Movies are never "just like" their source material. Sometimes they end up being good, sometimes not so good. Sort of like the first two Spidermans were okay, even though they departed wildly from the comic, but the third one just sucked. The first two X-Men movies were fine but drastically different from the comics, and the third one kinda sucked. Batman & Robin sucked. Batman Begins was pretty well done.

And as everyone here knows.... The Keep movie kinda sucked.
This post was last modified: 07-19-2007, 07:55 AM by Auskar.
Kenji   08-18-2007, 08:11 AM
#34
This is it! This is THE DARK KNIGHT!

http://www.ifilm.com/video/2806005



And, surprisingly Aaron Eckhart play Harvey Dent.

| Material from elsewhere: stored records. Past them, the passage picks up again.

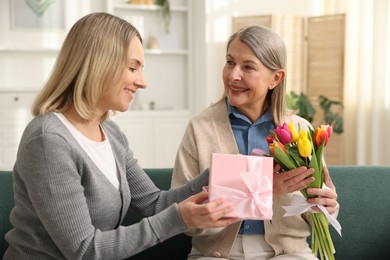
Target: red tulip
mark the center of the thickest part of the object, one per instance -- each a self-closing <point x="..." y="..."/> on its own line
<point x="283" y="133"/>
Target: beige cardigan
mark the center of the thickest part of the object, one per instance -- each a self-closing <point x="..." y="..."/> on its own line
<point x="208" y="132"/>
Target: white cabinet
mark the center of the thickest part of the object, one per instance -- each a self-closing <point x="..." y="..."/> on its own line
<point x="167" y="66"/>
<point x="14" y="116"/>
<point x="154" y="136"/>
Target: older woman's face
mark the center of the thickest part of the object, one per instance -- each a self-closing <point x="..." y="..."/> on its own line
<point x="246" y="80"/>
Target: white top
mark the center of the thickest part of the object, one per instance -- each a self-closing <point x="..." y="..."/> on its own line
<point x="100" y="152"/>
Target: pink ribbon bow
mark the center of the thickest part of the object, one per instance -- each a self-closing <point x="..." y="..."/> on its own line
<point x="255" y="202"/>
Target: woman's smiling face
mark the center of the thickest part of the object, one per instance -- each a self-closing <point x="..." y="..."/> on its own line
<point x="119" y="98"/>
<point x="246" y="80"/>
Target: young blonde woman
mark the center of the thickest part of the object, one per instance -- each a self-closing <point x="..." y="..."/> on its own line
<point x="253" y="104"/>
<point x="75" y="176"/>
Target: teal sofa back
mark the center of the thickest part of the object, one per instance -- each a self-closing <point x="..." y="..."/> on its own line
<point x="364" y="199"/>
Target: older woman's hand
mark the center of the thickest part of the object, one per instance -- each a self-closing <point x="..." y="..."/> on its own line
<point x="290" y="181"/>
<point x="326" y="196"/>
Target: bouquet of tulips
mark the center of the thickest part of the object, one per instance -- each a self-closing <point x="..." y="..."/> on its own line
<point x="292" y="149"/>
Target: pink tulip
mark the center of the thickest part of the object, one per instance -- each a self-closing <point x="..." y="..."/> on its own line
<point x="322" y="135"/>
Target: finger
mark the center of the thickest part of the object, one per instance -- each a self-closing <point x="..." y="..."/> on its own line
<point x="302" y="178"/>
<point x="300" y="184"/>
<point x="328" y="181"/>
<point x="277" y="168"/>
<point x="298" y="173"/>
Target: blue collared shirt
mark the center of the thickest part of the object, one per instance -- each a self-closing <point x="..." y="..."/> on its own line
<point x="249" y="136"/>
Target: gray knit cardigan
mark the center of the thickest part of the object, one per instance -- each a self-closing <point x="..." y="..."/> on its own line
<point x="65" y="208"/>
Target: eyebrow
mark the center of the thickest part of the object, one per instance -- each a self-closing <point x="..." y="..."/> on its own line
<point x="138" y="62"/>
<point x="245" y="61"/>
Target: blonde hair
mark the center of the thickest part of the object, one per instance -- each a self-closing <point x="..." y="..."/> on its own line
<point x="91" y="60"/>
<point x="270" y="49"/>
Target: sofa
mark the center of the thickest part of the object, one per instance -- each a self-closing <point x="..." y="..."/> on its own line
<point x="364" y="214"/>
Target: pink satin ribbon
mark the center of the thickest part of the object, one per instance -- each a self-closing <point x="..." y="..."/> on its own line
<point x="255" y="202"/>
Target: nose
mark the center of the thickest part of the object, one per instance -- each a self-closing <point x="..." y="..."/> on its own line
<point x="141" y="82"/>
<point x="235" y="73"/>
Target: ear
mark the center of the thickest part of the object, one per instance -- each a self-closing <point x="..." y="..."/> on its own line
<point x="278" y="76"/>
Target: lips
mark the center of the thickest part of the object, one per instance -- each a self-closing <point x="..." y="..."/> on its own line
<point x="129" y="91"/>
<point x="238" y="89"/>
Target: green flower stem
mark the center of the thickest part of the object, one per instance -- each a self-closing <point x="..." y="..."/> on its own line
<point x="321" y="240"/>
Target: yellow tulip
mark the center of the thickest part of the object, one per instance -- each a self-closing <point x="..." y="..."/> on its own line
<point x="304" y="146"/>
<point x="294" y="132"/>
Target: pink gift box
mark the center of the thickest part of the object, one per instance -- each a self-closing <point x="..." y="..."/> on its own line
<point x="245" y="182"/>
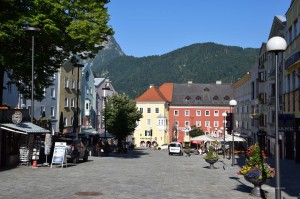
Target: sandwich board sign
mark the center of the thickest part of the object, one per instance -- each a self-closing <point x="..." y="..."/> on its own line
<point x="59" y="154"/>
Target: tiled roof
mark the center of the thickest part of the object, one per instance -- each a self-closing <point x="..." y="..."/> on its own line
<point x="202" y="94"/>
<point x="152" y="94"/>
<point x="25" y="128"/>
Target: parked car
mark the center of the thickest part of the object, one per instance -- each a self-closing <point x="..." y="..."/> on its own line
<point x="163" y="147"/>
<point x="175" y="148"/>
<point x="75" y="150"/>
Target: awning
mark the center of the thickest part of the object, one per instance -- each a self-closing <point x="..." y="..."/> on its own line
<point x="23" y="128"/>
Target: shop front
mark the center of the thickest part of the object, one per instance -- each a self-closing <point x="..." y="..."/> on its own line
<point x="16" y="133"/>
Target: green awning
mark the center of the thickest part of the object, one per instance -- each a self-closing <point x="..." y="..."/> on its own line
<point x="23" y="128"/>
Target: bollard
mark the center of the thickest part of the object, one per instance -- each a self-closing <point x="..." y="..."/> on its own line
<point x="34" y="164"/>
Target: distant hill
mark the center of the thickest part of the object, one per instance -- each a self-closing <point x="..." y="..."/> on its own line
<point x="200" y="63"/>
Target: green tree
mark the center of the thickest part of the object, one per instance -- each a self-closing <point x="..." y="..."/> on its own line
<point x="68" y="28"/>
<point x="121" y="117"/>
<point x="196" y="131"/>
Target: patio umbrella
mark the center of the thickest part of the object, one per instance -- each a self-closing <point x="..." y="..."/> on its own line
<point x="228" y="138"/>
<point x="203" y="138"/>
<point x="61" y="122"/>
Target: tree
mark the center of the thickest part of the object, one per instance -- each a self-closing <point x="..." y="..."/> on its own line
<point x="121" y="115"/>
<point x="68" y="29"/>
<point x="196" y="131"/>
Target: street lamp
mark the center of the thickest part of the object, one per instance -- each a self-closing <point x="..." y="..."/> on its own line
<point x="32" y="29"/>
<point x="276" y="44"/>
<point x="105" y="90"/>
<point x="224" y="115"/>
<point x="77" y="98"/>
<point x="232" y="103"/>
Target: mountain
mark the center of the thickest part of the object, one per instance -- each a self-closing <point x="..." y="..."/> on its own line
<point x="199" y="63"/>
<point x="110" y="51"/>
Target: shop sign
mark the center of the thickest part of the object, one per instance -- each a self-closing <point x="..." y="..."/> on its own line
<point x="17" y="117"/>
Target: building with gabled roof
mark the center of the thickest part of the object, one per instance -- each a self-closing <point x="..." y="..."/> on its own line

Cool! Big Grin

http://movies.ign.com/articles/805/805115p1.html
Auskar   08-19-2007, 12:43 AM
#35
Spooky glimpse of the Joker.
bones weep tedium   08-20-2007, 04:58 AM
#36
Auskar Wrote:Spooky glimpse of the Joker.

Agreed.

All of the footage from that fake trailer that wasnt taken from Batman Begins was taken from a pretty good, low-budget fan film called Batman: Dead End (including the creepy Joker image).

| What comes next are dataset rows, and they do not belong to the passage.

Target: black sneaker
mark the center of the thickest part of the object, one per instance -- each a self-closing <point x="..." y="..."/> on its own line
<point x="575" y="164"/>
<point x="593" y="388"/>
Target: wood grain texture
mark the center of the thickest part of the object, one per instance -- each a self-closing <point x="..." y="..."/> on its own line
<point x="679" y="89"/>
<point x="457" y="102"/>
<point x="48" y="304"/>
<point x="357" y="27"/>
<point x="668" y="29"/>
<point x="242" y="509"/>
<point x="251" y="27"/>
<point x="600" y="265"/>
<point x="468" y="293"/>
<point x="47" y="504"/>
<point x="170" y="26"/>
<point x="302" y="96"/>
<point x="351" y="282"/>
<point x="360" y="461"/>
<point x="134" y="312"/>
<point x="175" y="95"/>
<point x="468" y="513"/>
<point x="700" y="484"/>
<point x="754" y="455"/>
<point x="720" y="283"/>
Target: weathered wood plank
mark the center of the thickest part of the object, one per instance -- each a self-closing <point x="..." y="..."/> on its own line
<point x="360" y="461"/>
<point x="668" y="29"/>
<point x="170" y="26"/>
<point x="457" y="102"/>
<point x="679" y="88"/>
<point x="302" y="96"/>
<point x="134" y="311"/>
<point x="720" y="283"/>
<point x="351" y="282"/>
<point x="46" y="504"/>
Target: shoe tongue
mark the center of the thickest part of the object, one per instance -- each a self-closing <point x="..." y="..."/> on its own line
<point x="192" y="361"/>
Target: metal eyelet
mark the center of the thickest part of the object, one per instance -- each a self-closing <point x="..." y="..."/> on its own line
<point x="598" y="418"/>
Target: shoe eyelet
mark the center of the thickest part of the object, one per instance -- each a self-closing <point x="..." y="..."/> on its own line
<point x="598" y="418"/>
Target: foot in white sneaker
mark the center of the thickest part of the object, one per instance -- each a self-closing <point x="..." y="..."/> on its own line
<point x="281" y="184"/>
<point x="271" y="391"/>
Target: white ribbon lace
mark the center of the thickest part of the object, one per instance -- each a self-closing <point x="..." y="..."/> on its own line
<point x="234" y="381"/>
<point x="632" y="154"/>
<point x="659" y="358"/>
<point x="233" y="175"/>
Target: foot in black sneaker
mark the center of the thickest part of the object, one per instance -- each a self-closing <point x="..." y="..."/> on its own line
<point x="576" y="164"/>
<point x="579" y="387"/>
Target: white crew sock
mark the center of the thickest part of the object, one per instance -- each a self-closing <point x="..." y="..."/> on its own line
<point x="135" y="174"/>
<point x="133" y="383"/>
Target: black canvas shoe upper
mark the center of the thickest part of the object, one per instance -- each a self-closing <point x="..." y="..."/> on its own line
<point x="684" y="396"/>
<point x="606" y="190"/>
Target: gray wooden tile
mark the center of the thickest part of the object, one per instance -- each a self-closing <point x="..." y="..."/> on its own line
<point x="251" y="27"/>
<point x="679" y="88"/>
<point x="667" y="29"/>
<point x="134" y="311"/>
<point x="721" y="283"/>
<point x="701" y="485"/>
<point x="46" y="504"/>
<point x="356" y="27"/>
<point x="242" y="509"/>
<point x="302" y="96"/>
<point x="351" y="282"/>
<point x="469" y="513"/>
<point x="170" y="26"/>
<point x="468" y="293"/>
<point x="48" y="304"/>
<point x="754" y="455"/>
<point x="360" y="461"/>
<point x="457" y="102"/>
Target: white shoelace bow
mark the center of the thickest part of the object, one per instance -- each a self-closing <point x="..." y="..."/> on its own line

In case anybody hasnt seen Batman: Dead End, here's a link.


I accidentally dropped a load of worthless change in the street. I was going to just leave it there but a burly policeman lumbered towards me and said, "You'd better pick that up, son."

I hate coppers.

[Image: smile-test.gif]"DEMOCRACY IS TWO WOLVES AND A LAMB VOTING ON WHAT TO HAVE FOR LUNCH.
LIBERTY IS A WELL-ARMED LAMB CONTESTING THE VOTE."
Jay #1   08-28-2007, 01:50 PM
#37
If they're going that way... they need to have the Dark Knight Returns remake of the graphic comic book novel story with that title to end it all
Auskar   08-28-2007, 03:52 PM
#38
bones weep tedium Wrote:All of the footage from that fake trailer that wasnt taken from Batman Begins was taken from a pretty good, low-budget fan film called Batman: Dead End (including the creepy Joker image).
Wow you're right. That wasn't The Joker from The Dark Knight at all, but from Batman: Dead End. So we still don't know what The Joker will look like.

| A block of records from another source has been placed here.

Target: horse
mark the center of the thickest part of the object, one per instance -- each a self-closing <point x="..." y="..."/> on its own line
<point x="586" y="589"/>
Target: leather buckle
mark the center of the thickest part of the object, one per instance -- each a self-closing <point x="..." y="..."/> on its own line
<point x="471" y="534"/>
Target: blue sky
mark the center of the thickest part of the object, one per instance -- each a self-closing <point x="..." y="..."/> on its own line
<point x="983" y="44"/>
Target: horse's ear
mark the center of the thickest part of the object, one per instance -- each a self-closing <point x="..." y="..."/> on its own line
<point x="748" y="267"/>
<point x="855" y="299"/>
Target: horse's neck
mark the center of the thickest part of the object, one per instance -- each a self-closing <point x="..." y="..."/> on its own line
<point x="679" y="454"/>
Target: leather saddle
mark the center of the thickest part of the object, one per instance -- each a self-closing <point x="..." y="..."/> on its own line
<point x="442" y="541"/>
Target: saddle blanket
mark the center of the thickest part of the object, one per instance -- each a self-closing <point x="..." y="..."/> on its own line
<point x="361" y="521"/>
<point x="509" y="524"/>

That was a well done fake trailer. I bet it got lots of visitors.
bones weep tedium   08-31-2007, 12:14 PM
#39
Jay #1 Wrote:If they're going that way... they need to have the Dark Knight Returns remake of the graphic comic book novel story with that title to end it all

.....pardon? :confused:


I accidentally dropped a load of worthless change in the street. I was going to just leave it there but a burly policeman lumbered towards me and said, "You'd better pick that up, son."

I hate coppers.

[Image: smile-test.gif]"DEMOCRACY IS TWO WOLVES AND A LAMB VOTING ON WHAT TO HAVE FOR LUNCH.
LIBERTY IS A WELL-ARMED LAMB CONTESTING THE VOTE."
bones weep tedium   09-21-2007, 05:47 AM
#40
[Image: gallery_9_116_42168.jpg]

Here's a photo slideshow of pics of the The Dark Knight. Most of em look real, too.

link to slideshow


I accidentally dropped a load of worthless change in the street. I was going to just leave it there but a burly policeman lumbered towards me and said, "You'd better pick that up, son."

I hate coppers.

[Image: smile-test.gif]"DEMOCRACY IS TWO WOLVES AND A LAMB VOTING ON WHAT TO HAVE FOR LUNCH.
LIBERTY IS A WELL-ARMED LAMB CONTESTING THE VOTE."